Another feature of online campaigning will be the opportunity for islanders to pose questions to the candidates. I think that is a great innovation but (call me old fashioned) I will still mourn the loss of the traditional hustings. Candidates having to field questions from a packed school hall did tend to help in sorting the sheep from the goats.

Other parts of the plan make perfect sense, such as heavily promoting postal voting. Each voter is likely to take much longer in the polling booth selecting up to 38 candidates from (maybe) 100. As a result, the more people who vote from home the less problematic and annoying queuing at polling stations is likely to be. Mind you, with the size of the likely ballot form, those exercising postal votes will need to be provided with pretty big envelopes.

If you do prefer to vote in person, another change is that you will now be able to do so ahead of the day of the general election. That is a good innovation which has worked well in Jersey.

Will the whole thing come together? We shall see. Personally, I still like the concept of IWV in principle but really worry about the practicalities.

Changing subject briefly.

One of the side-effects of the States taking forever to debate the annual Budget was that there was very little time left to discuss the uprating report from the Employment & Social Security Committee on non-contributory benefits. That was a shame.

I know some of my colleagues were keen to explain why they thought it was wrong to increase the benefit limitation to a level well above average earnings. They felt it might prove a disincentive to work. I was equally keen to explain why they had got it so wrong.

The reality is that most of the beneficiaries of the new policy are households where at least one person is working.

What is more, they are also households which until quite recently were receiving more help from the States than they do now and without anybody raising an eyebrow.

So why the sudden moral hysteria? Let me explain.

Imagine a largish family, with maybe three or four children, where at least one and maybe both parents are working but earning modest wages. Traditionally most such households were accommodated in social housing. As such, they qualified for rent rebates which reduced their accommodation costs to well below commercial rates. They might also get a very small top-up from supplementary benefit, but probably not.

No one questioned this.

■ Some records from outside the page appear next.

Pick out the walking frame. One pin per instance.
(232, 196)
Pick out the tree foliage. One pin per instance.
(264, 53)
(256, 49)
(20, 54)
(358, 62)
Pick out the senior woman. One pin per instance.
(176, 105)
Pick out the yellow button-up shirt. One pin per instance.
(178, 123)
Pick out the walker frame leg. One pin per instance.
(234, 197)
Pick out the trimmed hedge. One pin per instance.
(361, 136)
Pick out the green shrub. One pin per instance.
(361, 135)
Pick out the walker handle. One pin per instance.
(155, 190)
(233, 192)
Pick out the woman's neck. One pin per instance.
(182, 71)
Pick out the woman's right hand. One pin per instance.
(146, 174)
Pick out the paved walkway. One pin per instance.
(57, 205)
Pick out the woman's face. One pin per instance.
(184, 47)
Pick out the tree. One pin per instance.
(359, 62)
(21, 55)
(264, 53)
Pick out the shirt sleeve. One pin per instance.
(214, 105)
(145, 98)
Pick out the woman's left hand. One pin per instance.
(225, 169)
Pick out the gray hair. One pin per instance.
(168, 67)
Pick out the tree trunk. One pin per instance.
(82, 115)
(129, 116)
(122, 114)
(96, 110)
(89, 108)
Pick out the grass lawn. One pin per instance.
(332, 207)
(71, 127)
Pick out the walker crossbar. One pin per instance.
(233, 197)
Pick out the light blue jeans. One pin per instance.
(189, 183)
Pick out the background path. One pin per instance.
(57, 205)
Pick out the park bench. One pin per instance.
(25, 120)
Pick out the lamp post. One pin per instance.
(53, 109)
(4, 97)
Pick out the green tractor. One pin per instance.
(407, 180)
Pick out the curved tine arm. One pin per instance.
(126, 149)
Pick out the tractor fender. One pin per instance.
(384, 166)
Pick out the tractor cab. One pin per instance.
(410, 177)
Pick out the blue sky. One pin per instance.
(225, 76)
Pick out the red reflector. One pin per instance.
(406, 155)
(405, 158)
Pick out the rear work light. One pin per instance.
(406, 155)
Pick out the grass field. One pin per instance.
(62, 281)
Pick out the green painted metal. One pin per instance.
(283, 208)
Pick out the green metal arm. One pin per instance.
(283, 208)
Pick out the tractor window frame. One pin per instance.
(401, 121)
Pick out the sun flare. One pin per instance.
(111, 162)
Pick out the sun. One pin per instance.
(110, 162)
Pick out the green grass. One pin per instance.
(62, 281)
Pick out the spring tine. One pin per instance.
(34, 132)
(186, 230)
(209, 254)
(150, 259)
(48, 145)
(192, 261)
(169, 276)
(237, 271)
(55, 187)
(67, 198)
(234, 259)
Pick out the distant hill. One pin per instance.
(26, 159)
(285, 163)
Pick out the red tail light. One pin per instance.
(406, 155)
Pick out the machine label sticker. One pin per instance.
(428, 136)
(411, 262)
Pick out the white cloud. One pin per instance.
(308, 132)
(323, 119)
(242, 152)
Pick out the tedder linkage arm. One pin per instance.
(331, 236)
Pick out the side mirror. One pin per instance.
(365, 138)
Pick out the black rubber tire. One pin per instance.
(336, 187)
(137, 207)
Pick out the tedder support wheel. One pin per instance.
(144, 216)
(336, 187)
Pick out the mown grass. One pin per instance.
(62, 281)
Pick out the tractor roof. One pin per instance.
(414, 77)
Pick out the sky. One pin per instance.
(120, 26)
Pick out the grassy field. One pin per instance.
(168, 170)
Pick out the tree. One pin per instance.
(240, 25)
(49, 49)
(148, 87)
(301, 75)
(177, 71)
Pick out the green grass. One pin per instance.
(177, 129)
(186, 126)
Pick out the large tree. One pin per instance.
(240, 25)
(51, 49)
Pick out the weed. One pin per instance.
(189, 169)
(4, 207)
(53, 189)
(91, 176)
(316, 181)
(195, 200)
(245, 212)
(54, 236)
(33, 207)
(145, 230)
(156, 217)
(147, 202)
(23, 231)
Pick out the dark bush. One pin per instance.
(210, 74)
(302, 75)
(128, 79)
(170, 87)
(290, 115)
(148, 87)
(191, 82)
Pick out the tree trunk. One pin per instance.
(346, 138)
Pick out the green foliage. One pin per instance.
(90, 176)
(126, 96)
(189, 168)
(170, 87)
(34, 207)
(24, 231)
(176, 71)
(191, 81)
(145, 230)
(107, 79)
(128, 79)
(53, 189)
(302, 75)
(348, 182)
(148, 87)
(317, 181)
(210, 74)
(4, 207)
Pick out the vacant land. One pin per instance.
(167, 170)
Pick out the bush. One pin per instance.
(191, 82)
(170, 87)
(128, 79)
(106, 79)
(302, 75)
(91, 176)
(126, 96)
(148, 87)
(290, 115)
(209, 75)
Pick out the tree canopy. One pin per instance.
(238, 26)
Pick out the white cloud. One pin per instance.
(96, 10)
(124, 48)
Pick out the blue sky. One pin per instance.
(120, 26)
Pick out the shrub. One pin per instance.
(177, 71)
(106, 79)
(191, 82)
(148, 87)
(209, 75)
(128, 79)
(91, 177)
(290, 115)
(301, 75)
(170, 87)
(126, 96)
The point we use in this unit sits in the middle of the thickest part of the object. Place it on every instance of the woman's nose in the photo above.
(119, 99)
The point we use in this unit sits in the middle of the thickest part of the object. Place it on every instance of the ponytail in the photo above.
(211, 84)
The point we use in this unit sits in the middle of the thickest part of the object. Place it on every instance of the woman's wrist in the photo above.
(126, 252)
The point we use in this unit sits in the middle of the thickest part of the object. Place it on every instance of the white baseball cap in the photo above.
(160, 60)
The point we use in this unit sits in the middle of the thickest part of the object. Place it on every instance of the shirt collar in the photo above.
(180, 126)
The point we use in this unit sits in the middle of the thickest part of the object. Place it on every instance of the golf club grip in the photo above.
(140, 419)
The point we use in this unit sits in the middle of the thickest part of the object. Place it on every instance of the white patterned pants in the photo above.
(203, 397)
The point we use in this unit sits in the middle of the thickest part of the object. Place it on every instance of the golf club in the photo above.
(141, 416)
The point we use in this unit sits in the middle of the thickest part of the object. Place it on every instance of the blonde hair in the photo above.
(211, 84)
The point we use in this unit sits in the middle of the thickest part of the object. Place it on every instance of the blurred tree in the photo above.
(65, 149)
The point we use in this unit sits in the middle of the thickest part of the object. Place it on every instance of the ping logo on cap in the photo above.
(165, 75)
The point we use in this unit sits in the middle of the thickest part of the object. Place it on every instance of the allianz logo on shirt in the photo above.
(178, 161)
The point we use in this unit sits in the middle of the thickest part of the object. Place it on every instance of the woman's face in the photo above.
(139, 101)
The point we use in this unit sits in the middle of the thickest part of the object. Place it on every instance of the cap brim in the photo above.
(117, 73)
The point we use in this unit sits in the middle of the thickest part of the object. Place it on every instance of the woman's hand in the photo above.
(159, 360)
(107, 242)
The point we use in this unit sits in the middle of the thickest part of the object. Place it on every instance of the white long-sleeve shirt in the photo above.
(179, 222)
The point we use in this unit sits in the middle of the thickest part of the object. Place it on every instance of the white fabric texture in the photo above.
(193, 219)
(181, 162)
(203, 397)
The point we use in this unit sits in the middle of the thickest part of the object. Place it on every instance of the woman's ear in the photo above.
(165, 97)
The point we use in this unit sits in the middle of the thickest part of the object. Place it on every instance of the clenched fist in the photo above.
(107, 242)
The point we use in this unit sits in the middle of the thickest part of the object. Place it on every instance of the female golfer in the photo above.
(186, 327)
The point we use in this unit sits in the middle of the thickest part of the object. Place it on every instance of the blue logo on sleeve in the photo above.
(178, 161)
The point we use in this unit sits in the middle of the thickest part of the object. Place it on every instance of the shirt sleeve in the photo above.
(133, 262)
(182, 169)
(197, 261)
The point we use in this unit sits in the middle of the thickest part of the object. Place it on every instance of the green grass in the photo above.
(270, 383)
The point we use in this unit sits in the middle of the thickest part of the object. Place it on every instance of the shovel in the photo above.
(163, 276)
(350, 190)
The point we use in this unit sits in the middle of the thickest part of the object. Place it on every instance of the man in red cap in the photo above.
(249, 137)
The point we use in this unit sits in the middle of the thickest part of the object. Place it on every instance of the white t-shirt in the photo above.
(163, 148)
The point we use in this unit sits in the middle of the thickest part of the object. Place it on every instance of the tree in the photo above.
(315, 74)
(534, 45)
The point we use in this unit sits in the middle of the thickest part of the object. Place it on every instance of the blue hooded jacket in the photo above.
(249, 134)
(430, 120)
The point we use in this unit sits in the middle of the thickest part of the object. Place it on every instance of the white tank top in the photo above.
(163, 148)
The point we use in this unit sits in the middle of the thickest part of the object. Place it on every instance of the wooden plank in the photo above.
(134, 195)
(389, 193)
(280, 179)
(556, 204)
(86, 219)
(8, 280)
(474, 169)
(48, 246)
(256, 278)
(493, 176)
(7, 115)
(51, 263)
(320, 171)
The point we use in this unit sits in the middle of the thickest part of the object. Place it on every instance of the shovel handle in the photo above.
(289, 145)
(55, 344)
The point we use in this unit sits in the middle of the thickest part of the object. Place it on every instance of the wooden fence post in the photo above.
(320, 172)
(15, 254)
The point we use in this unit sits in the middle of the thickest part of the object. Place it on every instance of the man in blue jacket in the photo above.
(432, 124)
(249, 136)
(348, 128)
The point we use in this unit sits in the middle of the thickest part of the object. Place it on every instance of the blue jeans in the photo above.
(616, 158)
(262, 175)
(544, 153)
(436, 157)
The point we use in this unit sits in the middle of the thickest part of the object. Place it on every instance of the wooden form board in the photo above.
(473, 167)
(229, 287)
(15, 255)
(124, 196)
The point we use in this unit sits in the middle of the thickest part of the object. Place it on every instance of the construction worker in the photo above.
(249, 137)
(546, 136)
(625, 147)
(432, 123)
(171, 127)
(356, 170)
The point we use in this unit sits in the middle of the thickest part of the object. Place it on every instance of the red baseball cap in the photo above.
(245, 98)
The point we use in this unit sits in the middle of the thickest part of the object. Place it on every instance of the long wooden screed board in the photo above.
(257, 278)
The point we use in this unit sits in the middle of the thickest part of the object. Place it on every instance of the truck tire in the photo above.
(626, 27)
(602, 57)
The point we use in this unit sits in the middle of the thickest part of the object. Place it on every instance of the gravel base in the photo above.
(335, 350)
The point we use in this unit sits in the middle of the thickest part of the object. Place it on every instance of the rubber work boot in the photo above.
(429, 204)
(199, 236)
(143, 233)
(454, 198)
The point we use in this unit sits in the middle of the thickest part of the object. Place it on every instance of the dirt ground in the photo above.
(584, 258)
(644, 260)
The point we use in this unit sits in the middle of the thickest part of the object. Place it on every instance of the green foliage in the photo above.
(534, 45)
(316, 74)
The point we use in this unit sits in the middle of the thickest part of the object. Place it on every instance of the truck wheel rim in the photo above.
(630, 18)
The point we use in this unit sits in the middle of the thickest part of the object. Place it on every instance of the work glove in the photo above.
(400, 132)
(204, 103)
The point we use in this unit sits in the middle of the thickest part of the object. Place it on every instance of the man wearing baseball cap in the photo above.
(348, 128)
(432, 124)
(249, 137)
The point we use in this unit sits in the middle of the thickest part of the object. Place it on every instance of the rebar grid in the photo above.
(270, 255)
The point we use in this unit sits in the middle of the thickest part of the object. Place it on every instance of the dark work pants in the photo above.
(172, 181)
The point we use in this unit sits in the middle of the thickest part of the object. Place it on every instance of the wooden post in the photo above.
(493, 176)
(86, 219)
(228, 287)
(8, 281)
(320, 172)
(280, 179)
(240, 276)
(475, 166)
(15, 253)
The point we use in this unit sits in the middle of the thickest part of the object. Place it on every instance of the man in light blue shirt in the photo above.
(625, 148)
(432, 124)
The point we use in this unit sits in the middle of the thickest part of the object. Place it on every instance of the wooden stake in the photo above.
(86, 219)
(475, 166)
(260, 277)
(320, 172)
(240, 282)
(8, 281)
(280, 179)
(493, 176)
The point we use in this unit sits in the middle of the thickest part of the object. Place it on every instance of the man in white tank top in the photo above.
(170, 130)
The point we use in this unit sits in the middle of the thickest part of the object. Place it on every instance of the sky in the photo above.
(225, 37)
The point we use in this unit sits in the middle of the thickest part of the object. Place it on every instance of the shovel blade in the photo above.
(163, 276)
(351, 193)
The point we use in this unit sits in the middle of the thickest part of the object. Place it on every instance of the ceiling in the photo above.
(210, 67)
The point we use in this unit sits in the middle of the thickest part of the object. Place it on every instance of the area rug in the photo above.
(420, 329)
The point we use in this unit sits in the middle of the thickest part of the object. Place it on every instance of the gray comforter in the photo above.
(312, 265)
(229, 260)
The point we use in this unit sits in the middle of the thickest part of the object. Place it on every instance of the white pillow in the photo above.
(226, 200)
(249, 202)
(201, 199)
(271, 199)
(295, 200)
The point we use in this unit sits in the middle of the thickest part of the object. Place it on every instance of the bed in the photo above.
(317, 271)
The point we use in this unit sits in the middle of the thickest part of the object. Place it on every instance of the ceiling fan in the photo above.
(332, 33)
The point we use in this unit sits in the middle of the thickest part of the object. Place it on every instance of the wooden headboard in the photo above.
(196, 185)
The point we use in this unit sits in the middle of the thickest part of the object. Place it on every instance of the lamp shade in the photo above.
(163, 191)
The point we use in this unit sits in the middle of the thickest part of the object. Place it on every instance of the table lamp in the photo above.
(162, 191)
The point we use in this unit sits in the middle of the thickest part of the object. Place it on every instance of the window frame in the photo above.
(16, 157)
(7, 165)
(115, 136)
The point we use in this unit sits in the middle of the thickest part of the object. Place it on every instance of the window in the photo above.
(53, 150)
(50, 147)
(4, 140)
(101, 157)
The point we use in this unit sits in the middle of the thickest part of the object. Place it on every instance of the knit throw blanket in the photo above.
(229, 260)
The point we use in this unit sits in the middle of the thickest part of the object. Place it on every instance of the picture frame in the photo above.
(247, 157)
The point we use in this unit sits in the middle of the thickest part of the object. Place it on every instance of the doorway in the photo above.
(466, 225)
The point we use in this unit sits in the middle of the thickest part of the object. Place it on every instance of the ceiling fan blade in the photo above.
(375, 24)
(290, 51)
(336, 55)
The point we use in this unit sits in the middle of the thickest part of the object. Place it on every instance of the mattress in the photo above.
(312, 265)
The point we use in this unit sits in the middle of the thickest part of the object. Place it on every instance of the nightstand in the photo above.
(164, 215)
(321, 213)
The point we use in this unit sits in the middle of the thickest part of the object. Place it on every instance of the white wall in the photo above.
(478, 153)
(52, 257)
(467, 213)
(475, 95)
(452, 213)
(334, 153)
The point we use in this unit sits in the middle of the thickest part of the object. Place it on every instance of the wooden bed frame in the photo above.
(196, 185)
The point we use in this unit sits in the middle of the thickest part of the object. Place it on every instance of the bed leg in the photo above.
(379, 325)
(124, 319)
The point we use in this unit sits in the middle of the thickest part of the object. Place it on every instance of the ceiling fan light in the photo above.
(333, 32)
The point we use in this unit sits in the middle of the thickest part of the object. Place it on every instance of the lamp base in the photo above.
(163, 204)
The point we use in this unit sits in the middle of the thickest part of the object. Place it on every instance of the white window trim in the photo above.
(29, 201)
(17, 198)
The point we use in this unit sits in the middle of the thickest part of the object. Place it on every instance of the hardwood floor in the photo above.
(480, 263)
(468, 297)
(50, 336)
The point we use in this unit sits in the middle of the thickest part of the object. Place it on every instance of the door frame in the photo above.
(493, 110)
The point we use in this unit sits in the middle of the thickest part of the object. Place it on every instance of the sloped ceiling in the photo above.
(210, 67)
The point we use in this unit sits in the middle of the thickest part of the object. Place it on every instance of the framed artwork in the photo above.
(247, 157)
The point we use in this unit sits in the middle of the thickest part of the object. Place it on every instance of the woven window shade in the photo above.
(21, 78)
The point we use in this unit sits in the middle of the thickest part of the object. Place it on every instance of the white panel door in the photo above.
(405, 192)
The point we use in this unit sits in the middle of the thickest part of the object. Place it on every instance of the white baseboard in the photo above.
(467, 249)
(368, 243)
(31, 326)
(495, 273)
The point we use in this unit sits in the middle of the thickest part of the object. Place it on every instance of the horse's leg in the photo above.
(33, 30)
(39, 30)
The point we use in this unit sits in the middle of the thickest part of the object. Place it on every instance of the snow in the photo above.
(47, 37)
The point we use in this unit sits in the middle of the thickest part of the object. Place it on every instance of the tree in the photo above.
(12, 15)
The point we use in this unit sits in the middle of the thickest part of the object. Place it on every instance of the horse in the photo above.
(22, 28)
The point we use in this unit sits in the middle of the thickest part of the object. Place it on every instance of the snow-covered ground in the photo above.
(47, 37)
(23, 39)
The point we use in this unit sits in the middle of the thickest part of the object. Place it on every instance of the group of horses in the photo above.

It was what we had always done. The system was rightly changed because it was unfair on those in private accommodation where no rent rebate scheme existed.

Now the same family which used to enjoy subsidised rents which no one howled about is having to pay the full market rate for their three- or four-bedroom house, which we know in Guernsey is an eye-watering amount. To compensate they are given income support to top up what they earn at work and suddenly people call foul.

It’s as simple as that. Some urban myths really need debunking.